Research · Company Memo · AI Infrastructure
Company Memo Series C AI Infrastructure Inference

Lattice AI: why the inference layer is a better bet than the model layer.

Lattice is pricing its Series C at a $4.2B post on 6.1× forward revenue. The model layer is burning capital at a rate that can't be justified by current unit economics. The inference layer — where Lattice operates — is where the cost curve actually pays back. Here's the math, the moat, and the two things we think the consensus is missing.

Alphaneo Research
Published Apr 14, 2026
14 min read
Coverage: Initiating

Our bottom line up front: we underwrite Lattice at a composite score of 0.84 (A−) and view the Series C as fairly priced given the contracted revenue base, 74% gross margin profile, and a defensible position at the compiler level of the stack. The round is not cheap. But this is one of the few AI names where revenue quality already supports the entry multiple, and where we can articulate what has to be true in three years without invoking a new category.

The thesis in one paragraph

The capital markets have spent two years pricing AI as though the model is the product. It isn't. The model is the commodity. Every generation of frontier model compresses in price within 18 months of release, and the delta gets absorbed downstream — by whatever software layer sits between the model and the customer. Lattice built that layer for enterprise inference workloads: a compiler that takes an arbitrary transformer graph, rewrites it against the customer's silicon (H100, B200, MI350, Trainium, Gaudi 3), and serves it with deterministic latency at roughly 42% lower cost per token than the hyperscaler-hosted equivalent. That is not a prompt wrapper. That is the kind of systems work that compounds.

Why we're initiating now

Three things changed in Q1 2026 that we think reset the risk/reward: (1) a multi-year contract with a top-3 US bank priced on committed throughput, not seat count; (2) the Graphene 3 compiler release closed the last meaningful latency gap versus bare-metal TensorRT; and (3) the secondary market has finally produced comparable pricing on inference-layer peers that lets us triangulate the Series C.
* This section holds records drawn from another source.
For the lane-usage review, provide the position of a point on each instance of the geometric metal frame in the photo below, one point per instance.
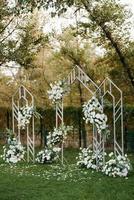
(23, 95)
(100, 92)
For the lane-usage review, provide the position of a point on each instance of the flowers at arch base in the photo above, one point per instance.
(93, 113)
(57, 91)
(87, 159)
(52, 150)
(13, 151)
(117, 166)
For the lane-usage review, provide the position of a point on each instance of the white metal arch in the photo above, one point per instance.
(107, 86)
(22, 97)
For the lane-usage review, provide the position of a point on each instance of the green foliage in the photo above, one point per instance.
(26, 181)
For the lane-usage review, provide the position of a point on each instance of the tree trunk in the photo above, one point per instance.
(114, 44)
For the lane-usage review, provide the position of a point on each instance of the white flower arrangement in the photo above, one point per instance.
(93, 113)
(117, 166)
(87, 159)
(51, 151)
(13, 151)
(25, 114)
(48, 155)
(57, 91)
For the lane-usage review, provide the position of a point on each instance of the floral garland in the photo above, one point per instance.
(51, 151)
(25, 114)
(87, 159)
(117, 166)
(93, 113)
(48, 155)
(57, 91)
(13, 151)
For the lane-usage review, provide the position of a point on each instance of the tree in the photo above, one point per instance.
(105, 21)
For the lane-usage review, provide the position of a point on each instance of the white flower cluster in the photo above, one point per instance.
(117, 166)
(93, 113)
(51, 152)
(87, 158)
(13, 152)
(57, 91)
(48, 155)
(24, 115)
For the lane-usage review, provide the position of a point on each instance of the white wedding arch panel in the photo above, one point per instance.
(106, 87)
(21, 98)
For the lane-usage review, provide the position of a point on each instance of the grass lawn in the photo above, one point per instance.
(54, 182)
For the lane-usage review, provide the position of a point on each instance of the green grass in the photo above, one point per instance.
(55, 182)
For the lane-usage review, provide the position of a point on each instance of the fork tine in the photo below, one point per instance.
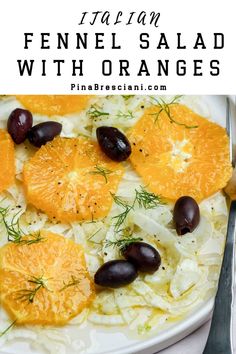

What Lattice actually does

Strip the marketing away and Lattice is three things stacked together. First, a graph-level compiler that ingests models in ONNX or PyTorch and produces hardware-specific kernels optimized for the customer's accelerator. Second, a serving runtime that handles batching, KV-cache management, and speculative decoding across mixed-precision paths. Third, an observability layer — p99 latency, token-level cost attribution, drift monitoring — that plugs into the customer's existing SRE stack.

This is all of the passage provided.